Flying W Ranch expresses rebuilding hopes

Erosion, cleanup must be dealt with first

Flying W Ranch Ponders Future

The Flying W Ranch staff reflected on its future Tuesday, three weeks after the 60-year-old facility was virtually destroyed by the Waldo Canyon wildfire.

Aaron Winter, director of marketing and public relations, took KRDO NewsChannel 13 on a tour of the grounds.  Most of what used to be buildings are piles of rubble.  Nearly everything else is charred, broken or melted.

"One of my favorite buildings was the Steak House," he said, referring to the former Ute Theater that was purchased by ranch founder Russ Wolfe and relocated from the city during the 1960s.  "It's kind of hard to talk about.  It just captured you when you walked into it."

Winter said an ideal schedule would be for the ranch to spend a year cleaning up and a year rebuilding, hopefully returning for business by the summer of 2014.
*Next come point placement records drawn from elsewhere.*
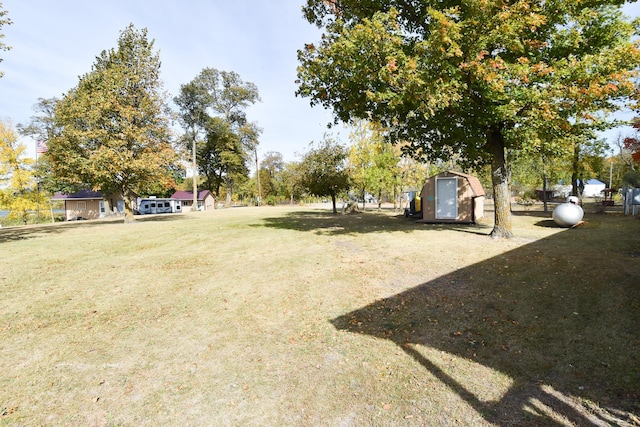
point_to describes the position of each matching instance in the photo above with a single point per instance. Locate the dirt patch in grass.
(295, 316)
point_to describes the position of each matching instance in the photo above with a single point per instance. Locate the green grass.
(294, 316)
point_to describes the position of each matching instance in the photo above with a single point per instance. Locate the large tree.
(3, 21)
(475, 79)
(324, 170)
(17, 182)
(213, 113)
(113, 129)
(374, 165)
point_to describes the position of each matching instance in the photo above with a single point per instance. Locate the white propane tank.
(567, 214)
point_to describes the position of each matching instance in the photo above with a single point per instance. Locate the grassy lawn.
(294, 316)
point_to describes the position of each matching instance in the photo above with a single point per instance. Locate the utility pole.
(258, 177)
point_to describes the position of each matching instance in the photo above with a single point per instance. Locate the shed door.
(447, 198)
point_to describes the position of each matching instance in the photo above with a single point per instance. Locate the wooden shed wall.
(86, 209)
(465, 200)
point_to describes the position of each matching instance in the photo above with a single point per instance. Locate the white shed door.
(447, 198)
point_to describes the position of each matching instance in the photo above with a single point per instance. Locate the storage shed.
(452, 197)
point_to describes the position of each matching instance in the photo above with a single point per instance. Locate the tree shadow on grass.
(324, 222)
(560, 317)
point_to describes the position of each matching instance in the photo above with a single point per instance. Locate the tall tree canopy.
(3, 21)
(213, 113)
(113, 129)
(17, 182)
(472, 78)
(374, 166)
(324, 170)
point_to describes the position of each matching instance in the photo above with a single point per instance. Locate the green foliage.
(3, 21)
(212, 112)
(113, 129)
(374, 166)
(323, 170)
(17, 182)
(473, 80)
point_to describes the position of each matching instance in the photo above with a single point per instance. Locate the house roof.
(78, 195)
(474, 182)
(188, 195)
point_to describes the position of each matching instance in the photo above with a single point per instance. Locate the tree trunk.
(128, 212)
(500, 182)
(575, 165)
(229, 193)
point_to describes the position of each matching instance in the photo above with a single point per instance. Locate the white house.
(593, 188)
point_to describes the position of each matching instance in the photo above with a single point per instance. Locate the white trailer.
(154, 205)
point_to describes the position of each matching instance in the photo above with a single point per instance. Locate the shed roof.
(188, 195)
(474, 182)
(79, 195)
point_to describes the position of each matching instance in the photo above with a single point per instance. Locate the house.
(206, 200)
(452, 197)
(87, 204)
(593, 188)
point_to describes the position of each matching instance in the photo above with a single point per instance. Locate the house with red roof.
(206, 200)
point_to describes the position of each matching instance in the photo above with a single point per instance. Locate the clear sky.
(55, 41)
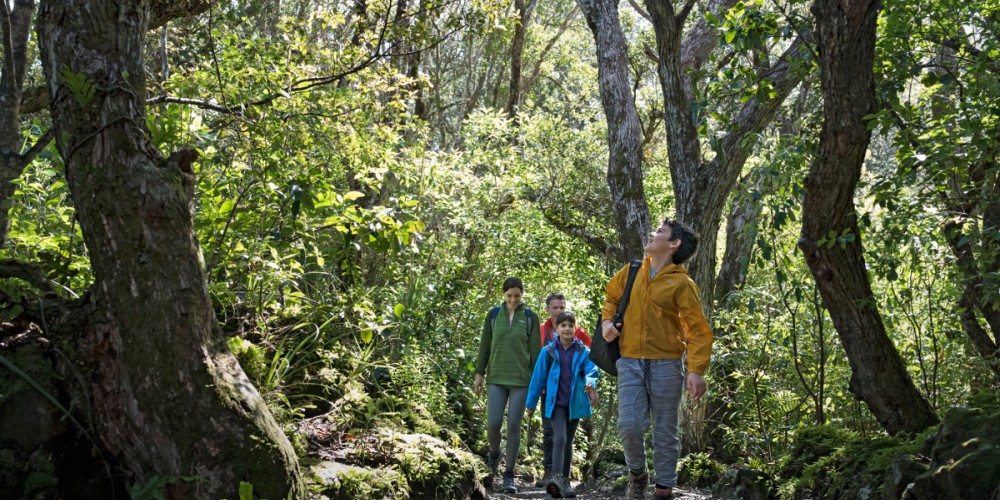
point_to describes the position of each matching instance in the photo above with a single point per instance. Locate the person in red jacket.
(554, 304)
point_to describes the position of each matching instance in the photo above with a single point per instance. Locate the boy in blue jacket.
(568, 377)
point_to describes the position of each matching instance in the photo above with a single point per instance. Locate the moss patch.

Winter said Wolfe intends to rebuild, but there are erosion and cleanup issues to address first.  Sediment, Winter said, already has been flowing through the ranch after rains, and the rubble may be contaminated with asbestos or lead paint.

"It's only a matter of time before we get one of those ten-year rains when a lot of sediment is going to come flooding straight down here," said Winter.  "That's obviously a huge issue when it comes to hauling out the debris."

Winter said he hopes federal funds will be available to deal with present and future erosion concerns.

Among other problems, the fire put 100 ranch employees -- including Winter -- out of work.  The ranch also has to refund nearly $100,000 for weddings and other special events canceled by the fire.

There are some positives, however.  The ranch train is intact, and Marian's Cooking Library with 2,000 cookbooks was undamaged. 

Winter said the staff wants to strike a balance between building anew and restoring what few attractions can be salvaged.

"We don't necessarily want to bring bulldozers in and just rip everything out," he said.  "You can't put a price on history."

Winter said the ranch will seek volunteers to help in the cleanup and removal process.  Offers already are coming in, he said.

"A group of Amish folk always come here every summer," said Winter.  "They're willing to come out and help us rebuild the church.  So it's incredible."

The just-formed Flying W Ranch Foundation seeks to raise money to cover cleanup and rebuilding costs not covered by insurance, and to help the employees who are out of work.